Nous sommes curieux de savoir quelle idée les détracteurs de Lord Durham se sont faite de l'état dans lequel se trouve un pays où une insurrection vient juste d'être matée par la force ; ou de la nature du travail qui doit amener sa pacification. Notre opinion sur la conduite qui a provoqué l'insurrection est bien connue ; notre sympathie ne va incontestablement pas aux vainqueurs ; dans cette triste lutte, elle va aux vaincus. Cependant, ils ont été vaincus ; sur provocation, suffisante ou insuffisante, ils se sont jetés sur le sentier de la guerre et ont échoué. Lord Durham a ensuite été envoyé là-bas pour panser les plaies. Nous présumons que personne ne s'attendait à ce qu'il débute ce travail en renversant complètement l'état de choses qu'il a trouvé à son arrivée ; en faisant des vaincus les vainqueurs et des vainqueurs les vaincus ; en stimulant les sentiments du triomphe chez le parti défait, l'indignation amère et le ressentiment chez le parti qui prédomine actuellement. Son rôle n'était pas de stimuler mais de calmer tous les sentiments soit de triomphe, soit de mortification. Sa fonction était celle d'un conciliateur — d'un médiateur. Ce n'était pas son affaire de déterminer qui avait le plus raison et qui avait le plus tort dans le précédent conflit ; mais comment prévenir tout conflit futur. C'était son devoir d'éviter d'irriter tout parti, de ne rien faire qui puisse être interprété par l'un ou l'autre des partis comme un déclaration en sa faveur ; de formuler chacun de ses procédés de façon à ne pas gêner, chez les deux partis, le retour à un état d'esprit tranquille, dans lequel il soit possible de satisfaire les deux, en concédant, dans les demandes de l'un et l'autre, ce qui est vraiment juste et rien d'autre.

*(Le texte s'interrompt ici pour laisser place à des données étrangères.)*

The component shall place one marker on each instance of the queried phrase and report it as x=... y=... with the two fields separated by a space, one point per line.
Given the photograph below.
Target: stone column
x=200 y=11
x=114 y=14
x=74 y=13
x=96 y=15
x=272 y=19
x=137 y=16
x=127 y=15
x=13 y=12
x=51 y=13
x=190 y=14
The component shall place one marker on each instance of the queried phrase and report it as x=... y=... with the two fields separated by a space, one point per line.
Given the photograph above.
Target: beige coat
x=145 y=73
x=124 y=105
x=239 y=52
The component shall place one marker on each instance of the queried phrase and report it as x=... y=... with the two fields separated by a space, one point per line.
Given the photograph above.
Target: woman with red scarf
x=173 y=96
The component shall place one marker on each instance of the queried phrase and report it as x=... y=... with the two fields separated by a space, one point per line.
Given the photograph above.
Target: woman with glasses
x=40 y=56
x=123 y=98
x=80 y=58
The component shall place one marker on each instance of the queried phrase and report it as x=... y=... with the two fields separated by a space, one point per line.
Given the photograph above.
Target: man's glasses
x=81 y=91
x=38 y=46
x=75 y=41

Maintenant, sans prétendre discuter l'état d'esprit actuel au Canada, dont, nous sommes trop éloigné pour juger, comme la plupart de nos lecteurs ; nous affirmons qu'il est catégoriquement impossible, qu'en aucun pays, les chefs d'un parti populaire qui vient juste de tenter l'insurrection soit en liberté au pays sans retarder le progrès de l'esprit public vers la tranquillité et la raison. Monsieur Papineau et quelques autres nommés dans l'ordonnance peuvent ne pas avoir participé à l'insurrection ; ou peut-être peuvent-ils y avoir participé et néanmoins être les plus droits et plus purs patriotes qui soient dans la colonie. Tout ça n'a rien à voir avec la question ; ils sont les chefs d'un parti insurgé, et comme tels, leur absence est nécessaire, aussi longtemps que leur présence fera entrave à la réconciliation des partis, qui, maintenant que le leur a été battu, est la plus désirable chose qu'il reste à faire, même pour eux-mêmes. La mesure en est une d'ostracisme, non de punition: ils sont bannis parce qu'ils sont dangereux, non parce qu'ils sont des criminels. Mais s'ils doivent être bannis, il doit y avoir une pénalité pour revenir d'exil, et la pénalité est capitale, car c'est la pénalité habituelle pour les offenses contre l'État ; et il est convenable qu'il en soit ainsi, puisque toute pénalité inférieure pourrait être une prime à l'offense, tandis qu'en infligeant la pénalité la plus élevée de toutes, il ne devient pas nécessaire de l'infliger réellement.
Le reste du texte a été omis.